I was taught to do all of these tricks at the same time in the early training stages:
  1. Move the reins slowly and purposely and high on the neck, below the poll, but definitely higher than mid neck.
  2. Use leg cues
  3. Use your pinky finger to provide direct reining on the off neck rein. Little taps or gently short pulls with pressure released (pull/release, pull/release). Using your pinky finger, this becomes more of a reminder than actual direct rein.
As the light bulb goes on for the horse, you rein lower over the neck and drop the pinky finger.

This is assuming your curb bit has a shank. When neck reining, you want the horse to respond to the reins without causing the shank to engage the bit. When you start higher on the neck, you are engaging the shank, but by moving slowly the movement should not jar the bit in the mouth.
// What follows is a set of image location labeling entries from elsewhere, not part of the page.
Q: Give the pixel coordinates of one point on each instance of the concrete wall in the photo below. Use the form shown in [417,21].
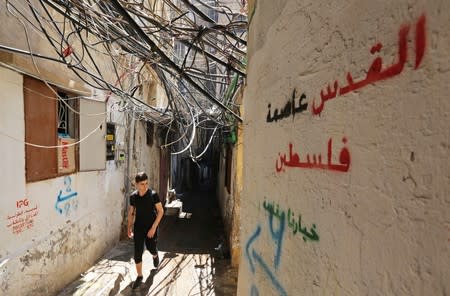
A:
[371,217]
[55,229]
[230,202]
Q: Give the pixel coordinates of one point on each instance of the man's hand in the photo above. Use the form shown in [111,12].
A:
[151,232]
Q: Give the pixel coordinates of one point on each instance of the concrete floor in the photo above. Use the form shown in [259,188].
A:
[190,262]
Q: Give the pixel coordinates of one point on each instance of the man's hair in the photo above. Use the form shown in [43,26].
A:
[141,176]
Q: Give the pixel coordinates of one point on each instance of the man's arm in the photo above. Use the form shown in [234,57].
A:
[130,220]
[159,215]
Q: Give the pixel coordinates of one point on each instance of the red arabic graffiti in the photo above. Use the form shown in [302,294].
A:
[23,219]
[316,162]
[375,72]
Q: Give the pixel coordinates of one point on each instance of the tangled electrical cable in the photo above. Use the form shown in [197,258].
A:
[196,47]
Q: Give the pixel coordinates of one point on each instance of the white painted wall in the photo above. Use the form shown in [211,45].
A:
[61,238]
[383,226]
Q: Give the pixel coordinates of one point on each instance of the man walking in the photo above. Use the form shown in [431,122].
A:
[147,210]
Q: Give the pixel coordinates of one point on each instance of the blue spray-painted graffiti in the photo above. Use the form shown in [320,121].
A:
[277,236]
[254,258]
[67,198]
[277,225]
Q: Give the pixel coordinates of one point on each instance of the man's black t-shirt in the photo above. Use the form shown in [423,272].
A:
[145,208]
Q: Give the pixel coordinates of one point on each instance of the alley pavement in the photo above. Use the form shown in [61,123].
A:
[193,259]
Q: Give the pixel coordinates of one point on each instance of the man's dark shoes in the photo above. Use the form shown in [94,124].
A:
[137,282]
[156,261]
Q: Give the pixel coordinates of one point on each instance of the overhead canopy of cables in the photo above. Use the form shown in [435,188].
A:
[196,47]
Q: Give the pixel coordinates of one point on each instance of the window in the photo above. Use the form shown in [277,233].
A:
[49,122]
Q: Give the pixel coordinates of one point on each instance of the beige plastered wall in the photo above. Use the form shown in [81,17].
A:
[374,219]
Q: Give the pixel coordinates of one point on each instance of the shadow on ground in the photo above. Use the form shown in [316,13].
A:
[193,259]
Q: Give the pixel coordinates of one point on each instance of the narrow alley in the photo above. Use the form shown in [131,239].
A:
[194,259]
[292,147]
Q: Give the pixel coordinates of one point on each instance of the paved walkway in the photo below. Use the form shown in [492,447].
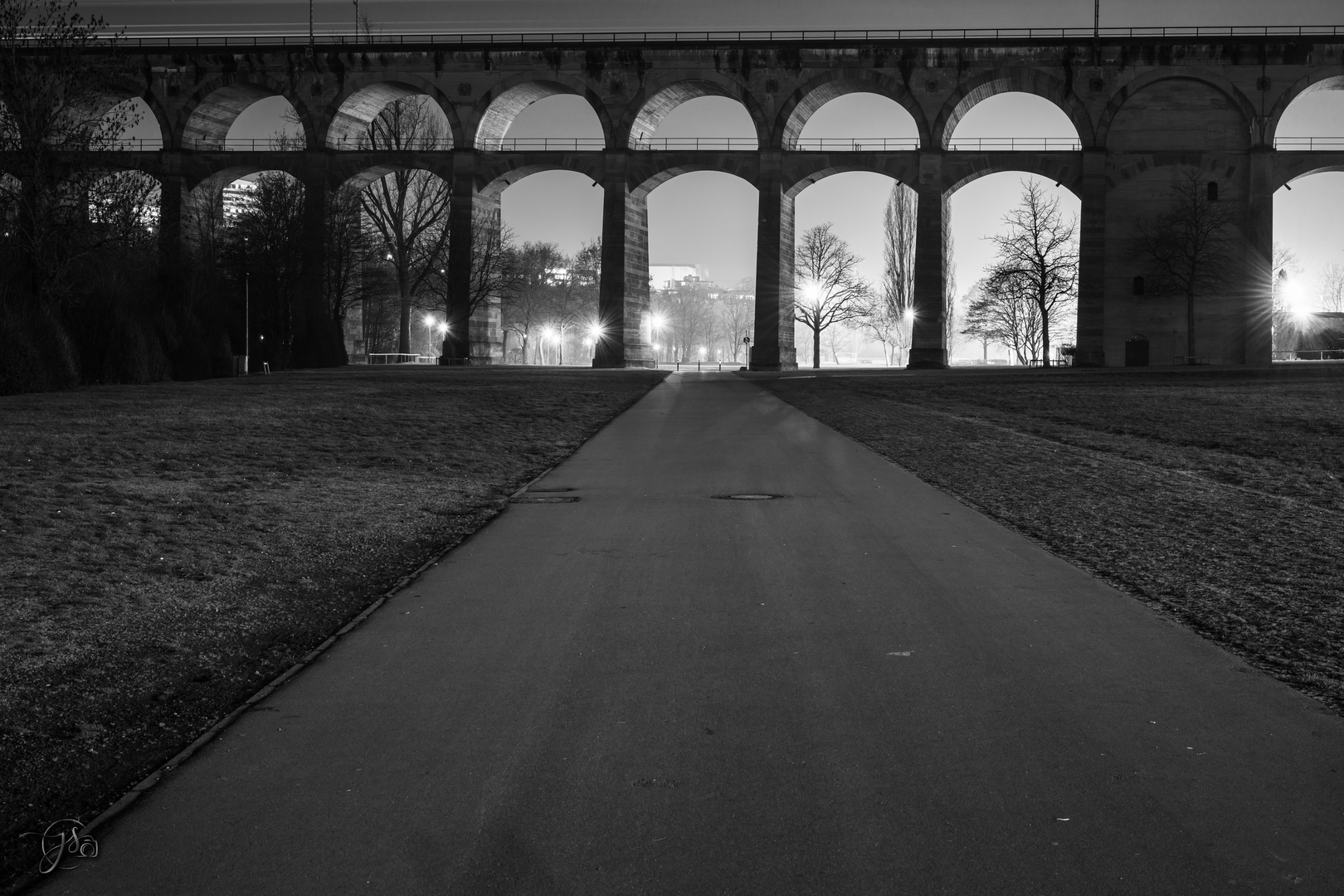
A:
[859,688]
When teaching, there is nothing wrong with polite and light contact on the off neck rein to cue the turn. Always remember to switch reins from hand to hand on your turns so the reins are crossing the neck and not as much of your hand/arm (which changes your seat profile in the saddle.)
MN Tigerstripes and 2BigReds like this.
    04-29-2014, 04:06 PM
I would add that depending on the horse, neck rein training (using the cues) could take several sessions or more. My horse started with western training habits, not English. We would do our normal riding session (w/t two-handed direct reining) and then spend 15 minutes walking through the movements neck reining. I started out walking a box, only 4 90-degree turns.

It took quite a few sessions to go from 90 degree turns to a full circle that was completely due to reins and no bit contact.
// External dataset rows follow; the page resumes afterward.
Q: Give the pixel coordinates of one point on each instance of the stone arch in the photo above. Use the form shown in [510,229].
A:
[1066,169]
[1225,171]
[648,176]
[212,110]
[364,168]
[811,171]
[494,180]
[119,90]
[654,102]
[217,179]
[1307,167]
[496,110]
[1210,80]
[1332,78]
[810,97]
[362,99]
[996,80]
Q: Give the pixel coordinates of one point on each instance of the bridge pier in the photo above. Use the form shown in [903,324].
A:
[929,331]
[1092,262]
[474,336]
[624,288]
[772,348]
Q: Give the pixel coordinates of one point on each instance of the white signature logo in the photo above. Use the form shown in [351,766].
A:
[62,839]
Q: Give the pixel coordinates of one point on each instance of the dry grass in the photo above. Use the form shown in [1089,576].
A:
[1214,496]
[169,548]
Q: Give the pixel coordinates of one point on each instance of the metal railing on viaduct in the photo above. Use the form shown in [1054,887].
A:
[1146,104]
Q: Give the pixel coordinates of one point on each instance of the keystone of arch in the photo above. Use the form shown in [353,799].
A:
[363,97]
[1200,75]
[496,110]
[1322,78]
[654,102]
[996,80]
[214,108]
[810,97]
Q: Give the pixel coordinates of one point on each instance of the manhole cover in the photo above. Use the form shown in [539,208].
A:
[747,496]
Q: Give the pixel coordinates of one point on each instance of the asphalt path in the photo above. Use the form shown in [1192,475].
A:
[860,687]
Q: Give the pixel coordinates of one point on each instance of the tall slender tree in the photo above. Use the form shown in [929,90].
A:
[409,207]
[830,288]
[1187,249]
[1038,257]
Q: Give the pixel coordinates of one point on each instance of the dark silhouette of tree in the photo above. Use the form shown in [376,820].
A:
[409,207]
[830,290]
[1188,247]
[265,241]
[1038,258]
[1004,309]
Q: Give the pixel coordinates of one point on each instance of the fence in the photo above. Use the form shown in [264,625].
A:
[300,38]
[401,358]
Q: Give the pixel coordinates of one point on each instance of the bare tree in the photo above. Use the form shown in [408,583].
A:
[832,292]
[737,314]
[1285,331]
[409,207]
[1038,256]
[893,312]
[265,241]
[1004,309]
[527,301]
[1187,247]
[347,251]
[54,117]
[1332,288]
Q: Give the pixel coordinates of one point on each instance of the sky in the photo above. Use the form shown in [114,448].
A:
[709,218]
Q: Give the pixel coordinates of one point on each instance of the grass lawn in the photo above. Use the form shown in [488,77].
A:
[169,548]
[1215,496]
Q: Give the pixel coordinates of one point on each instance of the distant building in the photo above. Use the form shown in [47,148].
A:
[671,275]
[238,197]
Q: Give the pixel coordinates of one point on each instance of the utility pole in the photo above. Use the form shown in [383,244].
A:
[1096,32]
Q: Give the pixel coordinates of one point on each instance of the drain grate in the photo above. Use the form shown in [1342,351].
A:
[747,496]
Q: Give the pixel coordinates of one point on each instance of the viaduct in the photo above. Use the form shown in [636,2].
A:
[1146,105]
From your initial write-up, my perception is that you may be expecting results sooner than normal.

I am moving from western to English and teaching "my get out of my mouth" horse to accept the bit. He has no idea why I am maintaining contact with his mouth.

Good luck.
    04-29-2014, 04:50 PM
I used the same approach as AQH and it has worked well, I've put off transitioning to a curb out of sheer laziness, but it's on the agenda this summer. He neck reins very well now, unless he's being a stinker, but then my legs and seat take care of the turn, so I don't forsee any issues.
2BigReds likes this.
    04-30-2014, 10:34 AM
I put the horse in a solid curb. You may find this better than the jointed mouthpiece. I've always had success using the inexpensive ($10 or so) bit with the low port and slight swept back cheeks. Horses seem to find this bit comfortable.
    05-01-2014, 02:21 PM
Thank you, all. I'm going to try using the higher-position with light direct reining. My horse is very sensitive, and direct-reins very lightly. That's one of my problems with the neck-rein--- when she DOES turn, she keeps going, in a circle even, and I have a hard time trying to get her straightened out again. Using a pinkie aid should be a huge help!

And yes, I think I'm being impatient!

(I did try a standard curb bit, but she didn't like it at all.)